There’s some obsession here, too. I’ve followed this story a lot more than I normally would similar shootings. I’m more of a political junkie than a cops-and-courts reporter.
And in the meantime, light has been shed on the dark spots of Mayhew’s life. His criminal record, dating back to the 1990s, includes assaults, an incident in which he threatened several people with a shotgun and an alleged hate crime attack against a black man outside a Salt Lake City bar in 1995.
In a personal blog, he fashioned himself a “notorious Japanese American Yakuza” with knowledge in “crime and crime prevention” as well as hand-to-hand combat, explosives, weaponry and a laundry list of other tricks of the criminal trade.
Such disturbing comments and reports seem to round out the stereotypical profile of a troubled man determined to die at the hands of law enforcement. But documents from his lawsuit also indicate someone who appeared to be trying to turn his life around in the late 2000s.
Among the documents were a letter of recommendation for an internship with a multimedia company and a 2008 letter of recommendation from the Salt Lake-Tooele Applied Technology College. The letter spoke of Mayhew doing citizen lobbying at the Legislature in opposition to a plan to merge the school with Salt Lake Community College.
“I truly believe that Tony’s leadership abilities, commitment and tireless efforts significantly contributed to the future success of our institution,” SLTATC President Scott Snelson wrote in the letter. “It is without any hesitation that I give my highest recommendation to Anthony Mayhew.”
On Main Street that night, after the ambulance was gone and a deafening boom signaled that the bag had been detonated safely by police, I left the office through a back entrance, avoiding the still-present police barriers at 200 South and 300 South. I went to a nearby bar and ordered a stein of Cutthroat beer and a shot of Jameson whiskey.
The TV in the bar played highlights of the standoff, showing footage of the red and blue flash of the lights at the police barricade. Over their drinks, patrons raised a few eyebrows, but the reel soon passed on to clips from Here Comes Honey Boo Boo, which seemed to elicit an equal, if not greater, amount of attention.
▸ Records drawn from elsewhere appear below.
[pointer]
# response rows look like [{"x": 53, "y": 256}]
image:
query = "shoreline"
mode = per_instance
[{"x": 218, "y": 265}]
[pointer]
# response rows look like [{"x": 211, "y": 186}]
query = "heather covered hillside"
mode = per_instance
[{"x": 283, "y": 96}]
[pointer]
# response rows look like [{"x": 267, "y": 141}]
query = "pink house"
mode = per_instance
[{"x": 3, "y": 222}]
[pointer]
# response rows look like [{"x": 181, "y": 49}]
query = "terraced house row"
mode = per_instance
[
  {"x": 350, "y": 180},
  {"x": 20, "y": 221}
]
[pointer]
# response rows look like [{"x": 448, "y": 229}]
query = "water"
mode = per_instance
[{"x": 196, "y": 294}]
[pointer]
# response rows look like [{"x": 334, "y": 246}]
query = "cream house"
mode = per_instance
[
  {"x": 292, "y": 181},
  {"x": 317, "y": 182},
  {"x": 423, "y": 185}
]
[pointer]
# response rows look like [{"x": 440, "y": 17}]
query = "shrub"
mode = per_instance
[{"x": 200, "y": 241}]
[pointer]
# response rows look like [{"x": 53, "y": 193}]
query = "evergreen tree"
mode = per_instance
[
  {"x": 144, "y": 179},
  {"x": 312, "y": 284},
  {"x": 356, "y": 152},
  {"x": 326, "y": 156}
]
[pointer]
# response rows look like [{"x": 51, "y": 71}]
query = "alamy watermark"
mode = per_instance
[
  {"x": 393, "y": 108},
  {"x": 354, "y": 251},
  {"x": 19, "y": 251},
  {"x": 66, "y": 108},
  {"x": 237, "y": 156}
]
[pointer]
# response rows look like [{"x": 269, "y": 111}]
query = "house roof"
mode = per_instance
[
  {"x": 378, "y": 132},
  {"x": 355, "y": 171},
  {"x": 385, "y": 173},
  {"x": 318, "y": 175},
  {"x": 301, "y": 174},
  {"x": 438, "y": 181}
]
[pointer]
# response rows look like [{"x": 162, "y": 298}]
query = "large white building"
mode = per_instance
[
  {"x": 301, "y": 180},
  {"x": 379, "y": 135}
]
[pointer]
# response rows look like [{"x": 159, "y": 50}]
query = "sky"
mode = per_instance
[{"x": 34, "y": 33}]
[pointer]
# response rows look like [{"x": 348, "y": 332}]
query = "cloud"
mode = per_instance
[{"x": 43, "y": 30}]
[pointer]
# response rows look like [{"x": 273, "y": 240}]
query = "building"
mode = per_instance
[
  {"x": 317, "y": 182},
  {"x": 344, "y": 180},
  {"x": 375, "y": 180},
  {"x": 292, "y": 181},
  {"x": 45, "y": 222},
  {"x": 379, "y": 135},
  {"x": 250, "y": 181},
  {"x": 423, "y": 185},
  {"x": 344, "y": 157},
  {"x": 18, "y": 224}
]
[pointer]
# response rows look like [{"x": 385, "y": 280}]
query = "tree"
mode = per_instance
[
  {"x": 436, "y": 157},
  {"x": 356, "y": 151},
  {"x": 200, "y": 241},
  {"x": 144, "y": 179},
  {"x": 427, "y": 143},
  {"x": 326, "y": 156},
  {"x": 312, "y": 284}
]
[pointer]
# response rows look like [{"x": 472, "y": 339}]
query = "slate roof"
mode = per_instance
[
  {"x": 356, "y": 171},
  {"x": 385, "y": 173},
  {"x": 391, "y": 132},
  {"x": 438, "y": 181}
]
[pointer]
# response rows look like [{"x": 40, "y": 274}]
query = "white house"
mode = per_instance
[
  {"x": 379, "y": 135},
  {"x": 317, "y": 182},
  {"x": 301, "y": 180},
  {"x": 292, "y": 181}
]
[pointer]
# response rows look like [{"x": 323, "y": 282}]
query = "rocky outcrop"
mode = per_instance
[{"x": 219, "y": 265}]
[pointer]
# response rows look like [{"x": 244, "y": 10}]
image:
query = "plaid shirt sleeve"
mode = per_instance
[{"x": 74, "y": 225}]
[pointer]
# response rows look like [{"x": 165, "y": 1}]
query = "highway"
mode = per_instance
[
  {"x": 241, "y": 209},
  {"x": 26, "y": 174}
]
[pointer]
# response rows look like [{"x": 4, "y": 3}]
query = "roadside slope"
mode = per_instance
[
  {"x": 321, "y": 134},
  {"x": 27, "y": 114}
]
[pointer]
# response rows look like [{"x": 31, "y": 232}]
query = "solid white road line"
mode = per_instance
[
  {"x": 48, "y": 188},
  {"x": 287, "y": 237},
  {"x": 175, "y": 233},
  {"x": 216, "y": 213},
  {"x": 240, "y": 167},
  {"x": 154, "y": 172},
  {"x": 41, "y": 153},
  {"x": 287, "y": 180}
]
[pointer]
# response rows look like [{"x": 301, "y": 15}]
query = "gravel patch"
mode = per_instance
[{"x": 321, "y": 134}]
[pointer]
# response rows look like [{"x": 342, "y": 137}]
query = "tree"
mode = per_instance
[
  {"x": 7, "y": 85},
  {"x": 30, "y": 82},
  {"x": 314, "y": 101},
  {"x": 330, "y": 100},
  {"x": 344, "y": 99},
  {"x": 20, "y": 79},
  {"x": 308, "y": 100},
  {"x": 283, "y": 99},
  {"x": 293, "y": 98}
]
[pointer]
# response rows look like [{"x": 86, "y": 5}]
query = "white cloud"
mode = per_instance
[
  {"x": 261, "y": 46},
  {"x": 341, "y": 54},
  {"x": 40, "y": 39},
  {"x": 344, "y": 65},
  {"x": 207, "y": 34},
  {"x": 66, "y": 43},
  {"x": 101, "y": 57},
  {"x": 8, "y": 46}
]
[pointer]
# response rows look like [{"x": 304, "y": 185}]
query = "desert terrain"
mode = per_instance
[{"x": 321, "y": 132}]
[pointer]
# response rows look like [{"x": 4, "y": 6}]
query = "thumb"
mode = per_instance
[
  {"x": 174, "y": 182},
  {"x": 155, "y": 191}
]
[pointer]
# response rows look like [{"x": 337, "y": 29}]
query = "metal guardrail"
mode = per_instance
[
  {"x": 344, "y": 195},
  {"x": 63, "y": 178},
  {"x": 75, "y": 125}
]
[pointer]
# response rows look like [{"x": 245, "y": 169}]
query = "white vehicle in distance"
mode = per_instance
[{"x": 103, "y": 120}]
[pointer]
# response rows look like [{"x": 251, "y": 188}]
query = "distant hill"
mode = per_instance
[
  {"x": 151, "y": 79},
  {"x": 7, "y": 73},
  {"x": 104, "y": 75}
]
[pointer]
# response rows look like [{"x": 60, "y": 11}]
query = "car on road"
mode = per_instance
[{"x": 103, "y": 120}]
I realized that by staying in the office, when I could have evacuated, I had chosen to become embedded and watch Mayhew catch his last stop. I’d need two more shots of whiskey before the night was over.
If I could have gone my whole career without writing an article in the first person, so much the better. But now, because I worked late Sept. 27, I know Mayhew’s name but he never knew mine. He might not have seen me in that dark office, but he knew I was there. Instead of writing a quick blog about the facts of the night, I have to live with it because I shared those final moments with him.
I still find myself coming to grips with the moments of that night. Watching the beginning of the standoff annoyed by the distraction of Mayhew’s yelling. Later, looking him in the eye minutes before his shooter did.
And, the next day, getting off TRAX and standing over the spot where he died.
All that was left was a tiny rust-colored stain that none of the other passengers noticed.
“Remove the obstacle and the ants resume their course,” author Vladimir Nabokov once wrote. In time, I’m sure I won’t think twice about that spot, visible from my desk, where he died. But not now, and not for a long time.